Billy Bob’s Texas was erected in 1981 in the heart of Ft. Worth’s historic Stockyards district to capitalize on the Urban Cowboy fad, booming at the time. This hyper commercialization of country music was due to the passable Texan impersonations by actors John Travolta and Debra Winger in the movie of the same name, and it’s best-selling soundtrack scooped up by people in love with the blue-collar atmosphere the movie mythologized.
This effort delivered millions of new country music fans (and boosted Stetson, Justin and Lone Star beer sales,) but not all was rosy. Many argued that the singular focus on chasing sales diminished the classicly “authentic” country sound.
This is not the first time the “losing authenticity ” argument had been leveled at Music Row. the same grievances are claimed against the current manifestation of commercial country radio known as bro-country.
Now, just as then, there is hope in this dark hour.
The Urban Cowboy craze laid the path to the reenergizing of the genre by artists like Steve Earle, Dwight Yoakam and led the way to alt,country a few years later. Bro-country has led to the same kind of galvanization and created a hunger for something more genuine and less contrived. There is an opportunity for those that can deliver.
Enter Sturgill Simpson. The singer/songwriter has been riding a storybook year of late night TV appearances, a Grammy nomination, an Americana Music Award for Emerging Artist if the Year (10 years into his career.) There have been critical accolades and brisk sales of an album with the unlikeliest of titles “Metamodern Sounds in Country Music.” On top of all this he inked a big label deal with Atlantic Records in January.
Not too shabby.
Not one to sit on his laurels Simpson booked a few Texas dates around his taping of the first episode of the Austin City Limits 41st season. Just a few months after his heralded sold-out at Club DaD he’s back in the metroplex. This stop is the “The Worlds Biggest Honky Tonk,”
The 6000 plus crowd (roughly 10 times that of DaDa for those keeping score) was a study in his growing and expansive demographic appeal. Bearded and tattooed hipsters, camoed rednecks , spangle-jeaned cowgirls, pro shop dandys and North Dallas socialites packed together to witness country music’s climbing star.
His name spread not due to carpet-bombing commercial radio play or a calculated, million dollar media roll out. His was a grassroots effort of pilled-up shirt-sleeves, dogged perseverance of the man, his band and his management team.
I’ve seen Simpson put on generally the same show for 6 people as he did for this crowd of 6 thousand and his appeal, and power, come from his creativity, but also his work ethic. He’s glade you showed up, but if you didn’t the show would go on at the highest level possible.
On this night that workman-like focus, and display of musical dexterity, was in full display. As Simpson delivered bratone blasts of his road weary lines from ‘Living The Dream’ as if describing his current state “Time and time again Lord I keep going through the motions – A means to an end but the ends don’t seem to meet – Walking around living the dream anytime I take the notion – Til the truth comes bubbling up so bittersweet.” This was the man’s life imitating the man’s art.

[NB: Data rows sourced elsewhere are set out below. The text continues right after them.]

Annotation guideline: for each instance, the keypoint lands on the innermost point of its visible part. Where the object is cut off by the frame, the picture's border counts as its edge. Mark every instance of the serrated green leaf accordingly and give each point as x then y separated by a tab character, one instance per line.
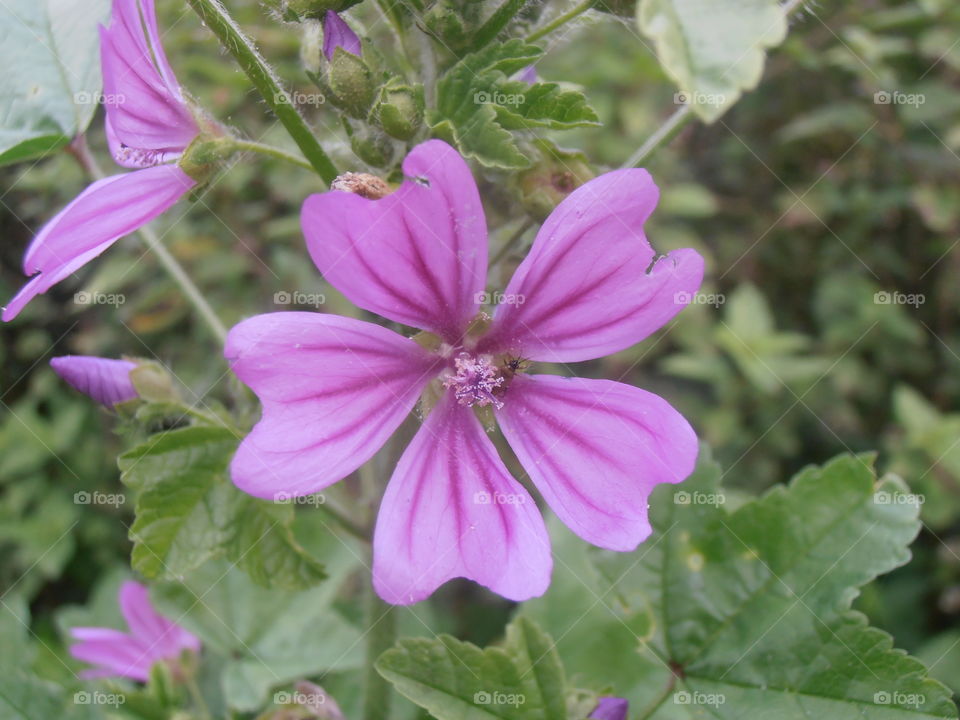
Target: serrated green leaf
477	104
712	50
264	637
188	512
754	605
49	50
454	680
542	105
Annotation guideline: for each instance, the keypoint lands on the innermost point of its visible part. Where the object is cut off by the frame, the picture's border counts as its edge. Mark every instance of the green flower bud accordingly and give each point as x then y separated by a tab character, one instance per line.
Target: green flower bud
373	147
551	179
351	83
205	155
400	111
153	383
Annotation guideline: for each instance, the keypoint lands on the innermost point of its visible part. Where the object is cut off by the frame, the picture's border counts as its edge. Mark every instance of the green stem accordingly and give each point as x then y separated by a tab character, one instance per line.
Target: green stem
572	14
663	134
83	156
271	151
216	17
495	23
197	697
179	275
381	636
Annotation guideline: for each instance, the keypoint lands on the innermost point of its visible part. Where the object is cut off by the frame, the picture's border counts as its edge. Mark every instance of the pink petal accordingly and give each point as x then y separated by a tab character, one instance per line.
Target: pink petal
452	510
610	708
105	380
595	449
119	655
145	106
336	33
102	214
333	390
417	256
163	637
586	289
131	158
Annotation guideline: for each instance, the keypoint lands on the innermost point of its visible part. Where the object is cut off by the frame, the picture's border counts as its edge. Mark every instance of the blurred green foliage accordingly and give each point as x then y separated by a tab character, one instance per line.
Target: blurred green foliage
829	215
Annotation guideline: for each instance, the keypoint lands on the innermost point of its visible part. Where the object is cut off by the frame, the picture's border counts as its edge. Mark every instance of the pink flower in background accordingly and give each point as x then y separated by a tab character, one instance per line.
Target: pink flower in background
334	389
336	33
149	125
152	638
610	708
105	380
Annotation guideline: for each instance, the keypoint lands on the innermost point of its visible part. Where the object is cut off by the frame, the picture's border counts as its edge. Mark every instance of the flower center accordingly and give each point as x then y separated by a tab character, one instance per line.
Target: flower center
476	380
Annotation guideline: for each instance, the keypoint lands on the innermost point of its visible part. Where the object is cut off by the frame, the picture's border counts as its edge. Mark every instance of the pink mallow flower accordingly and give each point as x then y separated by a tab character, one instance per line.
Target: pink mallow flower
336	33
334	389
610	708
149	125
152	638
104	379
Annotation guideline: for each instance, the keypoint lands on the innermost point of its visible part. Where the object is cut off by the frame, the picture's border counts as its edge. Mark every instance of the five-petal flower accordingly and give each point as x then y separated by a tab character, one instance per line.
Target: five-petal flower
152	638
149	125
334	389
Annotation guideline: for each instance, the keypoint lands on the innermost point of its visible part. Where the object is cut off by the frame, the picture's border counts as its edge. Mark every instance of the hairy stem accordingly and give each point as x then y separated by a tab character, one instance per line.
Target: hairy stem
662	135
271	151
86	160
572	14
265	80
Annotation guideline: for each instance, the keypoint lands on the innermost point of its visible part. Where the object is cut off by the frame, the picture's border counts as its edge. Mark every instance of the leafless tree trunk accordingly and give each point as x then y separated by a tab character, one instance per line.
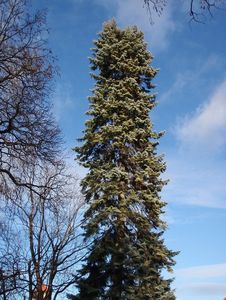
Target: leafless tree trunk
27	127
48	226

The setlist revolved around his two studio albums, Bluegrass standards from the Stanley Brothers as well as selections from Texas legend’s Lefty Frizell and his spiritual guide Waylon Jennings served up to woops of appreciation from us locals. It was striking how well Sturgill’s songs bent time and meshed with songs created decades earlier.
The most striking moment was when Sturgill performed his gut wrenching cover of ‘The Promise.’ It was the one time in the show that the chatty crowd focused and synched to sing and sway along to the torchy reimagined tune by 80’s pop band When In Rome.
The show was taut and free of filler and flash. His roughly 90-minute set stood in sharp contrast to the upcoming American Country Music Awards – the rhinestone hype-fest set to take place in a couple of weeks at Jerry Jone’s palace of excess, AT&T Cowboys Stadium.
How his growing popularity, and his inevitable shift into a structure accommodating the change in his professional stature, will affect his viewpoint, and ultimately his music, remains to be seen. But at this point his music, from the heart and the gut, resonants with a growing audience wary of shiny radio fads. There’s a hunger for authenticity and Simpson has shown, with his confessional lyrics, low-key stage presence, and his reluctance to be country music’s savior, is the man for the job.
Like the Outlaw movement he’s most often associated with his outsider status comes from a man living according to his own vision. It’s an imprecise and romantic notion, but that’s exactly why it’s so compelling.